On 21 Jul 2011, at 20:30, meekerdb wrote:
On 7/21/2011 11:03 AM, Jason Resch wrote:
On Thu, Jul 21, 2011 at 10:54 AM, meekerdb <[email protected]>
wrote:
On 7/21/2011 2:27 AM, Bruno Marchal wrote:
Axiomatics are already in Platonia so of course that forces
computation to be there.
The computations are concrete relations.
If the are concrete then we should be able to point to them.
If your mind is a computer, you don't even need to point to them,
everything you see and experience is direct evidence of the
existence of the computation implementing your mind.
Also, I don't think the "point test" works for everything that has
a concrete existence. How would a many-worlder point to the other
branches of the wave function, or an eternalist point to the past?
How would an AI or human in a virtual environment point to the
concrete computer that is rendering its environment?
They don't need axioms to exist.

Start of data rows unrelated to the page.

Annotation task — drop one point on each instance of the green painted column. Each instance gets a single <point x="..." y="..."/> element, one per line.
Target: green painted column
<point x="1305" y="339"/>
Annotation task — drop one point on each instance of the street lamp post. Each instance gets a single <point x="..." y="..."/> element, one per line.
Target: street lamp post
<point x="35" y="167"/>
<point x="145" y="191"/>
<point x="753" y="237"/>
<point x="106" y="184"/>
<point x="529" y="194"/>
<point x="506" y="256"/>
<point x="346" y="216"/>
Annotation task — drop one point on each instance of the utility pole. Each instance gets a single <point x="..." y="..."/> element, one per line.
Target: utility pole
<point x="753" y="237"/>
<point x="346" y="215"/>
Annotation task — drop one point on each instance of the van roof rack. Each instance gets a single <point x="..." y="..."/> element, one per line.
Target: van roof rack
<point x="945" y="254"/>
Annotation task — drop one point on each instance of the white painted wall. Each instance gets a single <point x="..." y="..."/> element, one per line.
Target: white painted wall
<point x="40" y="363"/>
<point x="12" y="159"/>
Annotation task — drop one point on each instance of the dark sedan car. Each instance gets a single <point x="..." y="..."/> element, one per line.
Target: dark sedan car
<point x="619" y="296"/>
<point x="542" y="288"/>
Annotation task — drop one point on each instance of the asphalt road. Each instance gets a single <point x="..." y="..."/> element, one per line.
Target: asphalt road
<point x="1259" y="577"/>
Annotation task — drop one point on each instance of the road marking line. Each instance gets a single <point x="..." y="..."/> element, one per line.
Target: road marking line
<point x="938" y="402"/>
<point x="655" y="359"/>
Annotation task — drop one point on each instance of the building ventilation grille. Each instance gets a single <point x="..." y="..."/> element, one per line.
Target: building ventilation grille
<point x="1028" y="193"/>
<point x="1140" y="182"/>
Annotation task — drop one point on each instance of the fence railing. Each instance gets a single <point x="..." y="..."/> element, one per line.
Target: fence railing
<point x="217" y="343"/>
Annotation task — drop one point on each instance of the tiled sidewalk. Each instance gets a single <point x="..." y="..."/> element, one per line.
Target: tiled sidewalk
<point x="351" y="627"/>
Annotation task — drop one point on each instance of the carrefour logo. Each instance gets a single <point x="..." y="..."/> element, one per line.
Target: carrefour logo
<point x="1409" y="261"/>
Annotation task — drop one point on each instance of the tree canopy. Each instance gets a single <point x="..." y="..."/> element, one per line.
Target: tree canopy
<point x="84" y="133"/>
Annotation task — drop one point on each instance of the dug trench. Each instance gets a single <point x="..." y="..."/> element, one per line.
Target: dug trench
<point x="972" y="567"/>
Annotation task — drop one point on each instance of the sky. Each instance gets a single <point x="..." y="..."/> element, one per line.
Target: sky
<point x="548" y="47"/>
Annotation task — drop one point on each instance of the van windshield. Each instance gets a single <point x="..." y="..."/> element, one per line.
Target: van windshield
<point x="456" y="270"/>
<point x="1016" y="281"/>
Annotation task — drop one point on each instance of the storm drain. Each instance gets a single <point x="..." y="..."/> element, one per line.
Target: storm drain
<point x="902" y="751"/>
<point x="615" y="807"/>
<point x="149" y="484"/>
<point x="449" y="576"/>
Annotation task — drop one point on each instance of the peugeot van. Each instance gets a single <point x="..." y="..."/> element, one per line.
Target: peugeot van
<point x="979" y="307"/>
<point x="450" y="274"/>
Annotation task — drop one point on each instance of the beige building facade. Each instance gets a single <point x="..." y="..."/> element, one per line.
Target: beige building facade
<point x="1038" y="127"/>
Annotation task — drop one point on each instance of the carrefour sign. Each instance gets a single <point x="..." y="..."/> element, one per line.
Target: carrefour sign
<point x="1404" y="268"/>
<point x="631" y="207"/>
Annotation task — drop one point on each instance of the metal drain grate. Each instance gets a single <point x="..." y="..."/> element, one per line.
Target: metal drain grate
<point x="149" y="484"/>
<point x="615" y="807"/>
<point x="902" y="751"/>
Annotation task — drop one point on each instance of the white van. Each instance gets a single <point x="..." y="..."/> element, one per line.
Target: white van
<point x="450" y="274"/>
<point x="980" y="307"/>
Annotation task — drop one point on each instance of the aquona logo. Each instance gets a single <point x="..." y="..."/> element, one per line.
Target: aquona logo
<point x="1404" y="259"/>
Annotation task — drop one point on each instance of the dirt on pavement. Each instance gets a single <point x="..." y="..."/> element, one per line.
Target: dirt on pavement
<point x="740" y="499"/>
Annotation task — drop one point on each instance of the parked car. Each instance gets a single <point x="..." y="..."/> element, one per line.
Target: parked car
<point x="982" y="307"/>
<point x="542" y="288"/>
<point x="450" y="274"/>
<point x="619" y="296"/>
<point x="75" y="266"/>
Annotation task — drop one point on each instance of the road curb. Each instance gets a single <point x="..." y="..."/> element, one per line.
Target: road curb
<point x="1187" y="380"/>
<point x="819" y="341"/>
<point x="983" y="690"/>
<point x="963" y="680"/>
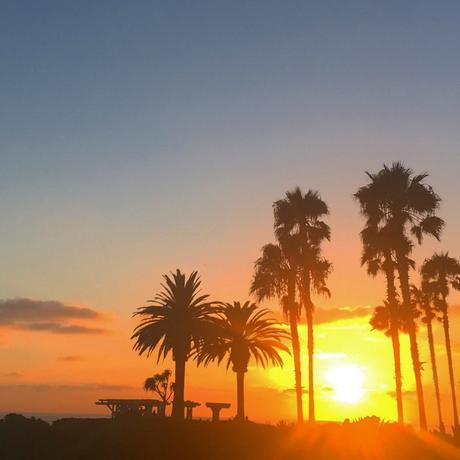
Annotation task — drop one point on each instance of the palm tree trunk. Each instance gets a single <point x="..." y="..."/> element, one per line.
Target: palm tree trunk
<point x="394" y="331"/>
<point x="398" y="374"/>
<point x="240" y="396"/>
<point x="311" y="388"/>
<point x="297" y="367"/>
<point x="179" y="385"/>
<point x="434" y="368"/>
<point x="403" y="271"/>
<point x="293" y="315"/>
<point x="445" y="322"/>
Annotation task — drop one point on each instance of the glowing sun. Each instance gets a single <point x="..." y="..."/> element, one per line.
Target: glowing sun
<point x="346" y="382"/>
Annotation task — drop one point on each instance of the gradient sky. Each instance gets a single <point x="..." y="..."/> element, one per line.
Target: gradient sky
<point x="137" y="138"/>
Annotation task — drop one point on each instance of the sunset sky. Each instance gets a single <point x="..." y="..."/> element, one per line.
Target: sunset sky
<point x="141" y="137"/>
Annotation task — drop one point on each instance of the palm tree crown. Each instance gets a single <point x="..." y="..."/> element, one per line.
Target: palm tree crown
<point x="177" y="320"/>
<point x="245" y="331"/>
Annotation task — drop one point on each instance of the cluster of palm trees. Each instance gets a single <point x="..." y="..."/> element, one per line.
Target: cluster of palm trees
<point x="399" y="209"/>
<point x="187" y="324"/>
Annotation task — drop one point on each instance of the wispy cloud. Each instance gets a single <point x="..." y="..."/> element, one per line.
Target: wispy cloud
<point x="70" y="358"/>
<point x="11" y="375"/>
<point x="86" y="387"/>
<point x="48" y="316"/>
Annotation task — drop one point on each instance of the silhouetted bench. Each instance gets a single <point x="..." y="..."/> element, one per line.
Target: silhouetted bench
<point x="216" y="408"/>
<point x="189" y="406"/>
<point x="131" y="407"/>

Then the numbers relation can be
described by some axiomatic.
And one can regard the numbers as defined by their relations. So
the "fundamental ontology" of numbers is reduced to a description
of relations.
Is a chair the same thing as a description of a chair, or an idea
of a chair?
The is no need to suppose they exist in the sense of tables and
chairs.
Assume both matter and number relations exist. With comp, the
existence of number relations explains the existence of matter,
That's the question. It seems that comp requires more than the
existence of number relations, it requires the existence of a UD or
equivalent.
Not at all. The UD is a collection of number relation, and its
existence is a theorem in elementary arithmetic.
It requires the existence of all computation.
That is Sigma_1 truth. That is contained in a tiny fragment of
provable truth in elementary arithmetic.
I see no reason to suppose these exist, at least not in any
conventional meaning of 'exist'.
It exists in the sense of "even numbers exist".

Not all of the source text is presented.